During a meeting Monday with business leaders representing U.S. defense companies, Zelensky asserted that continuing to support Ukraine militarily would contribute to creating more American jobs.
“Held a meeting with the leaders of US defense companies and expressed his gratitude to every American worker who makes the weapons that help us protect our people and our land,” Zelensky wrote on social media, posting a photo of himself with the corporate leaders.
He added, “I also proposed to create a European defense hub in Ukraine. We are ready to make all the necessary decisions, reduce bureaucracy, and place orders.”
He went on to say that Ukraine is ready to produce more ammunition and military equipment but it needs support. “We can create more jobs, empower and benefit our people by working together,” said Zelensky.
Zelensky also met with Pentagon leadership on Monday, including Defense Secretary Lloyd Austin and Chairman of the Joint Chiefs of Staff Gen. Charles “CQ” Brown.
During a speech at the National Defense University in Washington, Zelensky received a standing ovation.
Russian President Vladimir Putin’s “weapon against you right now is propaganda and disinformation.

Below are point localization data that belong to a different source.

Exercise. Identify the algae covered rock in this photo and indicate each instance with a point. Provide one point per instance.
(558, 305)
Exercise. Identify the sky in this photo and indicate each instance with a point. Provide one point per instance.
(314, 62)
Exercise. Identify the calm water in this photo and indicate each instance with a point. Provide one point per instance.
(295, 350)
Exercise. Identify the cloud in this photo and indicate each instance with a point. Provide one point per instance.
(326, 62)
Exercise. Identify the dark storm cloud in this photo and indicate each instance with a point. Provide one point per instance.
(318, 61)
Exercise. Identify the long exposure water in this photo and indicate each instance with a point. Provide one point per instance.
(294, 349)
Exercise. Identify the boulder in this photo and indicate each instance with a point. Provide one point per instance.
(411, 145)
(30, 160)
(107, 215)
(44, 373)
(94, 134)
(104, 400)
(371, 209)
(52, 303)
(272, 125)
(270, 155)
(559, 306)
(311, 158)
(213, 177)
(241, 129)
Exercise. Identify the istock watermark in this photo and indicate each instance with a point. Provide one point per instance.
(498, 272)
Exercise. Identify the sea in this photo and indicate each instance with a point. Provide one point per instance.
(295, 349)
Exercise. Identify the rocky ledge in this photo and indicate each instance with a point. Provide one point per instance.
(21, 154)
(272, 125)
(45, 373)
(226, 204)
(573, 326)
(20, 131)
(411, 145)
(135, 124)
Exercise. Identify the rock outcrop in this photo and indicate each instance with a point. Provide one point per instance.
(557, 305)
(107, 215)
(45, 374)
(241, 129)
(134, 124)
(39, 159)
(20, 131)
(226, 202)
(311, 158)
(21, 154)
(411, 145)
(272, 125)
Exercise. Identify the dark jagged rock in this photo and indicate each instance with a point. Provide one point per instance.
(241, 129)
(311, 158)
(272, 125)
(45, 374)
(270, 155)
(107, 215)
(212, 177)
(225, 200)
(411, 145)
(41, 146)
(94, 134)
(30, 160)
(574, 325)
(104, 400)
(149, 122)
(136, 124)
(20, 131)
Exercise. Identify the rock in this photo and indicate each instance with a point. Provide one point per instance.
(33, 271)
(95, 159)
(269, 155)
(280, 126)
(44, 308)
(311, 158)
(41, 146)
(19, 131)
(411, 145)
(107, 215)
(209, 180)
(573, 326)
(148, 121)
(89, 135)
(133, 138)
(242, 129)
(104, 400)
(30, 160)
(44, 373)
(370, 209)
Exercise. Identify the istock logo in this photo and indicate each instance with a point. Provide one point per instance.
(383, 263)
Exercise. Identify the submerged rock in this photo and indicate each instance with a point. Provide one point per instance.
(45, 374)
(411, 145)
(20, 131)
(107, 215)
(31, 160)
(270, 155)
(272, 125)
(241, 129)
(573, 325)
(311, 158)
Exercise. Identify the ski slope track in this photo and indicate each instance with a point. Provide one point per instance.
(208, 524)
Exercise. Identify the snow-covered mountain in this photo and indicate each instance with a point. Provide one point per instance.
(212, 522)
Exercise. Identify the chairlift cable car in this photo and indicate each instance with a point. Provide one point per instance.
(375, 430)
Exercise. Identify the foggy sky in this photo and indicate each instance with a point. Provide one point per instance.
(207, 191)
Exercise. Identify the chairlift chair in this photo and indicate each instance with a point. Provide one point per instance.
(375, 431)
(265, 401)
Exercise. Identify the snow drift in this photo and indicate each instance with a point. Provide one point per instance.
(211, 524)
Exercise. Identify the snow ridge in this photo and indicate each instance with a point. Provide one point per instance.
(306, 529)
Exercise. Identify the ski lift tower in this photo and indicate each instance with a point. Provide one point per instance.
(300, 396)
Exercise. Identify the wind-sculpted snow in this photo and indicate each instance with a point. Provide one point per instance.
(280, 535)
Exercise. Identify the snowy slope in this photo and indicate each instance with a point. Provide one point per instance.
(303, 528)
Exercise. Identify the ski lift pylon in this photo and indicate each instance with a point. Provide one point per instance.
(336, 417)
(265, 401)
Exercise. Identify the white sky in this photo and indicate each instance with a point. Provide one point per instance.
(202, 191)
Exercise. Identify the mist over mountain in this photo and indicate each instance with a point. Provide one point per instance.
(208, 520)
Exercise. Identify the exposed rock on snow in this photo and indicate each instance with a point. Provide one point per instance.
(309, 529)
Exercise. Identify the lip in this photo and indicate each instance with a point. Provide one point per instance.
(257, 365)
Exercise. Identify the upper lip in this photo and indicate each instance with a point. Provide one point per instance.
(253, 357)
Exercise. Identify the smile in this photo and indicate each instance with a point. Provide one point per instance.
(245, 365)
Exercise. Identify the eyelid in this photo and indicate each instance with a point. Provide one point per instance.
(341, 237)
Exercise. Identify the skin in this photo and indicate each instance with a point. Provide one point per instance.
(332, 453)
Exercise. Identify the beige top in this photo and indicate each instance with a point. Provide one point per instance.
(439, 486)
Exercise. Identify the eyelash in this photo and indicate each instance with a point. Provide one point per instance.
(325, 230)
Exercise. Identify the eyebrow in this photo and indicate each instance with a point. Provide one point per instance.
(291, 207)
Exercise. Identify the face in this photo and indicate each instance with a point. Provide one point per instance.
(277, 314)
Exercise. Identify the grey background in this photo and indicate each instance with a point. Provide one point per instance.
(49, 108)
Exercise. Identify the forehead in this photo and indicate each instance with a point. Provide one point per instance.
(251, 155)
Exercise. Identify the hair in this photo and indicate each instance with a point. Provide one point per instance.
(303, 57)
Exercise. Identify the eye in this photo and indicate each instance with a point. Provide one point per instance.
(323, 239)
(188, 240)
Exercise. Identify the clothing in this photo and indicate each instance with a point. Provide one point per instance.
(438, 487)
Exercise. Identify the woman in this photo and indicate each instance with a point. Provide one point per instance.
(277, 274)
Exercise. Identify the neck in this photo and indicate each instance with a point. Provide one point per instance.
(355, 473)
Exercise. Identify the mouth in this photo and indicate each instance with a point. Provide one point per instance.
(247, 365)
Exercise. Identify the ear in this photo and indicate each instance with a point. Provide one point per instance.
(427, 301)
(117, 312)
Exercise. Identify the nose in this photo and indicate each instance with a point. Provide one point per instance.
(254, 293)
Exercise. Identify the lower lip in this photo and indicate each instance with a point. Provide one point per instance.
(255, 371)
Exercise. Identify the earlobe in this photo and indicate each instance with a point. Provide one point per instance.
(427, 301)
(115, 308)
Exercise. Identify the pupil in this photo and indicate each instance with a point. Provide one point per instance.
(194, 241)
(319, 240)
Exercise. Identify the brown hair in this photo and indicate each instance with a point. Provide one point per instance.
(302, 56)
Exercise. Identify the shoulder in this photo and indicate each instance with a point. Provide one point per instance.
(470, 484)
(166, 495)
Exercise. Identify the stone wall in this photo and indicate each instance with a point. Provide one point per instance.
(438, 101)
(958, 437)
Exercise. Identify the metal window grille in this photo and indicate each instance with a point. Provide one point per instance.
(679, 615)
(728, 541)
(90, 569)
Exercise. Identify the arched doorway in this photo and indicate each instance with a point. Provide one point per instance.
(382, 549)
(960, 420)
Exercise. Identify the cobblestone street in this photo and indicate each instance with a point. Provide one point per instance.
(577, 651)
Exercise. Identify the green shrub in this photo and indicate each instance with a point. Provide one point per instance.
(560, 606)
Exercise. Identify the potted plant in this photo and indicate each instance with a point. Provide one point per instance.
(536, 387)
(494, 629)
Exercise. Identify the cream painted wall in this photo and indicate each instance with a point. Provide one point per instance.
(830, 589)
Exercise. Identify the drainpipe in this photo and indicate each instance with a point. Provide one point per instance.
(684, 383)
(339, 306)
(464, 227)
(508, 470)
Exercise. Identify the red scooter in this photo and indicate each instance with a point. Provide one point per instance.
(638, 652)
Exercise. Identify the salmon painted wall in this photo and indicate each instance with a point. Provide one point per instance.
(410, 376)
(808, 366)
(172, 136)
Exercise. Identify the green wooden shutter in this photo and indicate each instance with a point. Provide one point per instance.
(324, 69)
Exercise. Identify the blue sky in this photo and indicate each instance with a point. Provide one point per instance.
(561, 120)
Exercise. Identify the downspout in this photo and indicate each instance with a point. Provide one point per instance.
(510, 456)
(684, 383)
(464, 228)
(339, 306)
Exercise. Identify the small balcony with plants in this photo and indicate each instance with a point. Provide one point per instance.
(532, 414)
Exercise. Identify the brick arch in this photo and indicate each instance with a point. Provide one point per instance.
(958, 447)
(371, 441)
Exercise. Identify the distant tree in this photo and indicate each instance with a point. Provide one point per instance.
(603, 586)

But if he sees a chance, he’ll go further,” Zelensky cautioned U.S. military officers in the university’s audience. “Now he’s shifting Russia’s economy and society onto what he calls ‘war tracks.’”
“Putin must lose,” the Ukrainian President added. “You can count on Ukraine, and we hope just as much to be able to count on you.”
President Biden is set to host Zelensky at the White House on Tuesday. Along with continued funding for Ukraine’s war, the two leaders plan to discuss defensive cooperation efforts for the coming year, including joint projects to produce weapons and air defense systems.
On Tuesday morning Zelensky was also meeting with U.S. Senators and House Speaker Mike Johnson (R-LA) amid growing reluctance within the Republican ranks about continuing to support Ukraine.
Johnson and Senate Minority Leader Mitch McConnell (R-KY) have insisted that GOP support for more funding to Ukraine be contingent on tightening U.S.-Mexico border security and immigration laws.
During a speech Wednesday urging Congress to pass his requested $106 billion in new spending to send aid to Ukraine and Israel and to increase funding for border security, Biden said that he supports “real solutions at the border” and that he’s “willing to do significantly more.”
Last Tuesday, during a close-door meeting on Ukraine funding, arguments broke out among Senators after a group of Republicans walked out. Senate Republicans also blocked a procedural vote on Biden’s spending request.
Early last week, Office of Management and Budget Director Shalanda Young warned that previously-allocated U.S. funding for Ukraine is nearly dried up, and that not continuing to aid the U.S. ally would “kneecap” its military, and that “if Ukraine’s economy collapses, they will not be able to keep fighting, full stop.”